So, in order to show a single download link it needs to load an animation with visible loading progress even on a gigabit connection. It takes a few seconds to appear. All to show a scaling animation that can be achieved with a couple of lines of CSS.

Same for absolutely static code examples that take a few seconds to load and shift the content away.

Why?

  • You are a rare species, on the verge of extinction.

    Unfortunately, most people today probably don't care about what you're talking about. (I do, but I've decided not to comment on it anymore, because it would probably drive me crazy :)

wow that loads slow

I like the design and content. Being able to immediately try a language online is huge

But there has to be a way to load that content in a progressive manner. Loading a static version first and then hydrating the content if you need interactive actions

Nice! There is a Japanese feel to the lead graphic, their prevalence of cartoon imagery, that one might not recognize without having traveled in Japan.

Is the design debate public? I'd imagine it would make great reading.

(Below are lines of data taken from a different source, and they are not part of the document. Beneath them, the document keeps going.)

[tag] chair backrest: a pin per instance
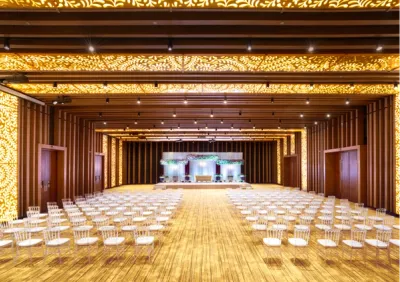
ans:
(384, 235)
(333, 235)
(51, 235)
(302, 234)
(358, 235)
(274, 233)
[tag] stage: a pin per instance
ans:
(202, 185)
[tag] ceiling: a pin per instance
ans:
(262, 72)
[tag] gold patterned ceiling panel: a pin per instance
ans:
(199, 63)
(199, 4)
(115, 89)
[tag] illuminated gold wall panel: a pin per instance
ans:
(198, 4)
(129, 89)
(199, 63)
(113, 163)
(105, 152)
(8, 156)
(120, 162)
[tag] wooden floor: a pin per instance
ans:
(207, 242)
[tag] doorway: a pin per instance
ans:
(52, 171)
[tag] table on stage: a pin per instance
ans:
(203, 178)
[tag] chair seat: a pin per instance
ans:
(323, 227)
(344, 227)
(382, 227)
(156, 227)
(279, 227)
(35, 229)
(128, 228)
(363, 227)
(86, 241)
(145, 240)
(57, 242)
(272, 242)
(298, 242)
(395, 242)
(259, 227)
(301, 227)
(327, 243)
(376, 243)
(5, 243)
(113, 241)
(352, 244)
(29, 242)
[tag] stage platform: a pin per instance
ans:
(202, 185)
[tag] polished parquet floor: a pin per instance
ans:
(207, 242)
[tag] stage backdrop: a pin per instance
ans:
(142, 159)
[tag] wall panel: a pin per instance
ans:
(142, 159)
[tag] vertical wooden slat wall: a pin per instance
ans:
(142, 159)
(77, 135)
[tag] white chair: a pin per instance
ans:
(54, 242)
(356, 243)
(273, 242)
(330, 241)
(381, 242)
(24, 240)
(300, 241)
(82, 239)
(111, 239)
(143, 239)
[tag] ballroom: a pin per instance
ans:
(202, 140)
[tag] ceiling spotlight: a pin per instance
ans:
(170, 46)
(91, 48)
(249, 47)
(7, 46)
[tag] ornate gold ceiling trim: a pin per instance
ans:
(199, 63)
(198, 4)
(138, 89)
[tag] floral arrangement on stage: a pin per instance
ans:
(233, 162)
(173, 162)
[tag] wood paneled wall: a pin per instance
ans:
(142, 159)
(41, 125)
(374, 127)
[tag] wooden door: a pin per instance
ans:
(98, 173)
(48, 185)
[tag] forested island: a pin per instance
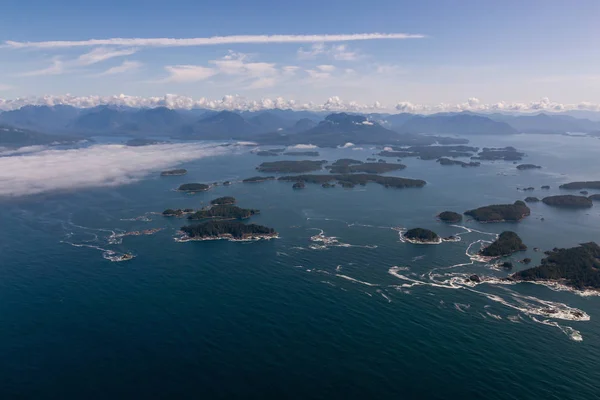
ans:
(450, 217)
(193, 187)
(500, 212)
(578, 267)
(522, 167)
(302, 153)
(421, 236)
(507, 243)
(447, 161)
(226, 200)
(581, 185)
(357, 179)
(174, 172)
(256, 179)
(369, 168)
(568, 201)
(291, 166)
(224, 211)
(231, 230)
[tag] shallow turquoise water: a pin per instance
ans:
(279, 318)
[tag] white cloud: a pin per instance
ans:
(337, 52)
(188, 73)
(126, 66)
(334, 103)
(99, 165)
(215, 40)
(94, 56)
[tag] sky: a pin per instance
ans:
(390, 54)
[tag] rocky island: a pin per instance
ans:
(577, 267)
(357, 179)
(193, 187)
(522, 167)
(229, 230)
(500, 212)
(174, 172)
(507, 243)
(568, 201)
(421, 236)
(450, 217)
(291, 166)
(256, 179)
(369, 168)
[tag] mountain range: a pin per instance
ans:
(278, 126)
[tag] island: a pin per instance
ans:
(447, 161)
(581, 185)
(291, 166)
(298, 185)
(421, 236)
(357, 179)
(256, 179)
(369, 168)
(174, 172)
(302, 153)
(508, 153)
(507, 243)
(500, 212)
(450, 217)
(522, 167)
(193, 187)
(226, 200)
(224, 211)
(568, 201)
(169, 212)
(229, 230)
(577, 267)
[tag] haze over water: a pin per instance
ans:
(284, 317)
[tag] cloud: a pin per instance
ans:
(100, 165)
(94, 56)
(334, 103)
(211, 41)
(126, 66)
(337, 52)
(188, 73)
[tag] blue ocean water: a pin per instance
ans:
(370, 317)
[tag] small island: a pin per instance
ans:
(568, 201)
(298, 185)
(257, 179)
(577, 267)
(507, 243)
(226, 200)
(174, 172)
(447, 161)
(224, 211)
(449, 217)
(369, 168)
(193, 187)
(349, 180)
(522, 167)
(291, 166)
(302, 153)
(581, 185)
(228, 230)
(421, 236)
(500, 212)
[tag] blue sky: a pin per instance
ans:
(511, 51)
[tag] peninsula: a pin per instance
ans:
(500, 212)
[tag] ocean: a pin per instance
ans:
(364, 316)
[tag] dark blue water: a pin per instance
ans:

Is there a manifesto out there saying that one should build with html and only if needed add css then svg then js?

It seems this site doesn't work so well without JS.

  • I think this is the first time I've seen a website where the download button, which is just a link, requires JavaScript to render.

The site looks great visually but the technical implementation is disappointing. Here's what's wrong:

1. Code examples are fetched via JS instead of being in the HTML. They're static text - there's zero reason for this.

2. The "0%" loading spinner blocks everything. It's literally just displaying a download button and some text.

3. With JS disabled, you get nothing. A language website should be the poster child for progressive enhancement.

The irony is that Ruby itself has always emphasized developer happiness and doing things "the right way." This site feels like it was built with the modern JS framework mindset rather than the Ruby philosophy.

Still, huge improvement over the 2005-era design. Just wish they'd optimized it properly.

I don't get the people who complain about the website not working with disabled js. Maybe I miss something and a large part of users disable / have js disabled in their browsers for some reason? Why the target audience of the ruby, probably primary web developers, whould do that? Or is this a some kind of secret handshake so community accept you (to build a website that can work with no js)?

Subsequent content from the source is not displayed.